The distinction in that question matters. Elder law is a specialty. An attorney who handles the occasional will or healthcare proxy alongside a general litigation practice is not the same as someone who spends their working life on Medicaid planning, guardianship proceedings, and asset protection for aging families. The difference shows up when your situation is complicated, when the stakes are high, and when a mistake has consequences that cannot easily be undone.
Here is how to find the right person.
Start with board certification. The National Elder Law Foundation offers a Certified Elder Law Attorney designation, known as a CELA, which requires a minimum level of experience, peer references, and passage of a specialist examination. The American Bar Association and most state bar associations also offer elder law sections with member directories. Board certification is not the only marker of a good attorney, but it is a reliable signal that elder law is a genuine focus rather than an occasional sideline.
Use the NAELA directory. The National Academy of Elder Law Attorneys maintains a searchable directory of members at naela.org. Membership requires a commitment to the field and adherence to professional standards. It is not a guarantee of quality, but it narrows the field considerably and gives you a starting list of practitioners who take this area of law seriously.

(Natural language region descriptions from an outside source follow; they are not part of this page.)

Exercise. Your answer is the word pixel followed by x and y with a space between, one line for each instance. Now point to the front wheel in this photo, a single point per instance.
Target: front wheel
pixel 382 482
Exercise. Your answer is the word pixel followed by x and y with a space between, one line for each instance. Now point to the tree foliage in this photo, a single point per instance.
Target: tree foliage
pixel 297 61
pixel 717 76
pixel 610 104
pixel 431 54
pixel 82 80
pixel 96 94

Ask about their specific experience. When you speak to an attorney, ask directly how much of their practice is devoted to elder law and Medicaid planning. Ask how many Medicaid applications they handle each year, and in which states. Ask whether they have experience with the specific issue you are facing, whether that is a contested guardianship, a Medicaid spend-down, or asset protection planning for a blended family. A good attorney will answer these questions without hesitation. One who becomes vague or deflects to general credentials is telling you something.
Understand how they charge. Some elder law attorneys work on flat fees for defined packages of work. Others bill hourly. Neither model is inherently better, but you should understand which applies before the first meeting and ask for a written engagement letter before any work begins. Reputable attorneys will provide one as a matter of course.

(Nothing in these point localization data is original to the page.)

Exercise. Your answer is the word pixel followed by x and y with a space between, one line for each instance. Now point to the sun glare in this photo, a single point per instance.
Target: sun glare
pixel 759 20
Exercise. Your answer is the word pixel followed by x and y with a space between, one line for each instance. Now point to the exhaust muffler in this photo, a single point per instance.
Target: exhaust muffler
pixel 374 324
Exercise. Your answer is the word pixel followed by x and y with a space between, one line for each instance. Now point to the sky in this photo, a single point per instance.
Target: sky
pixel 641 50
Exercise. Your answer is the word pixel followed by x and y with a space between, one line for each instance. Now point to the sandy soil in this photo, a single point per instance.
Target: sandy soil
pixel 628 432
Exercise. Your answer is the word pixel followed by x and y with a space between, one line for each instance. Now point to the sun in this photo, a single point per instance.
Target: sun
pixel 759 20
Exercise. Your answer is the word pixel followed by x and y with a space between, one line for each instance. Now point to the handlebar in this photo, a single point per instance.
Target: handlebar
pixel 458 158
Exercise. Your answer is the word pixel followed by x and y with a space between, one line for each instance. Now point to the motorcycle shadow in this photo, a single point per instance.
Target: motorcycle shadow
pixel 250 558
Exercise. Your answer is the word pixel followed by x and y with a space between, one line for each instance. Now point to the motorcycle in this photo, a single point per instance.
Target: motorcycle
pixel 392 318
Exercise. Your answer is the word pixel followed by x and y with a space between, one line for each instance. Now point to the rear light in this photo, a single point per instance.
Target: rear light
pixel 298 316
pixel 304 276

Pay attention to the initial consultation. Most elder law attorneys offer an initial consultation, sometimes free and sometimes for a modest fixed fee. Use it to assess whether the attorney listens carefully, asks good questions about your specific situation, and explains things in plain language without unnecessary jargon. You are not just assessing their knowledge. You are assessing whether you can work with them under pressure, because that is often when you will need them most.

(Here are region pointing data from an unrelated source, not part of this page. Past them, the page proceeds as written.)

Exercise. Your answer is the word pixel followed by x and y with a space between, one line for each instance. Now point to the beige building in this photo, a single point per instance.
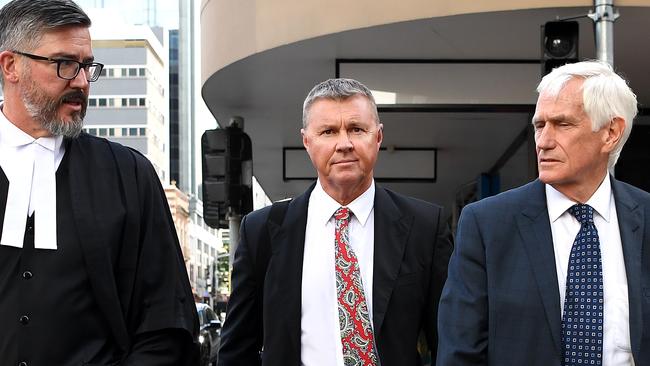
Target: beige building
pixel 455 81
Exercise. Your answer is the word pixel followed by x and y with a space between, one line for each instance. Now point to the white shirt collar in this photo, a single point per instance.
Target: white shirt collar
pixel 323 207
pixel 558 203
pixel 30 166
pixel 12 136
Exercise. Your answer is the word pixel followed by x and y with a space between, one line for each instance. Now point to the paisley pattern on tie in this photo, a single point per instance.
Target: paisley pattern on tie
pixel 582 322
pixel 356 331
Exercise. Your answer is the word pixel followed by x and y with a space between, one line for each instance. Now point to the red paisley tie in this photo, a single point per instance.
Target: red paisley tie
pixel 356 331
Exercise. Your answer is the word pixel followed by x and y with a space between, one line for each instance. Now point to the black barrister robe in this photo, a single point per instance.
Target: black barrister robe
pixel 139 279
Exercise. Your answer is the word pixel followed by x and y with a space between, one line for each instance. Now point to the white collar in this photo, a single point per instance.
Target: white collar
pixel 31 172
pixel 323 206
pixel 558 203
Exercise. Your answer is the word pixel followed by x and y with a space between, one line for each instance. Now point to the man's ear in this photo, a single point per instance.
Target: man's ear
pixel 614 130
pixel 9 67
pixel 305 139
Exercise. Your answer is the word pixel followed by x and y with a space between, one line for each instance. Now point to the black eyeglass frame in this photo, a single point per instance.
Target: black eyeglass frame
pixel 59 61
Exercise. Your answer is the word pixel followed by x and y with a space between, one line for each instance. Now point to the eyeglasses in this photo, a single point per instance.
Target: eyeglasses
pixel 69 69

Local knowledge matters. Elder law is heavily state-specific. Medicaid rules, guardianship procedures, homestead protections, and trust law all vary significantly from state to state, and sometimes from county to county in how they are administered in practice. An attorney who knows the local Medicaid office, the relevant court staff, and the care facilities in your area brings practical value that no amount of general expertise can fully substitute for.
Ask for references. A well-established elder law attorney should be able to point you to former clients willing to speak about their experience, or at minimum to other professionals who refer to them regularly, such as financial advisors, geriatric care managers, or hospital social workers. Referral relationships in this field are built on trust and repeated positive outcomes. They are worth asking about.
The families who fare best in difficult elder care situations are rarely the ones with the most money or the most time. They are the ones with the right professional in their corner, found before a crisis made the search feel impossible.
Take the time to find someone who genuinely knows this area of law. It is time well spent.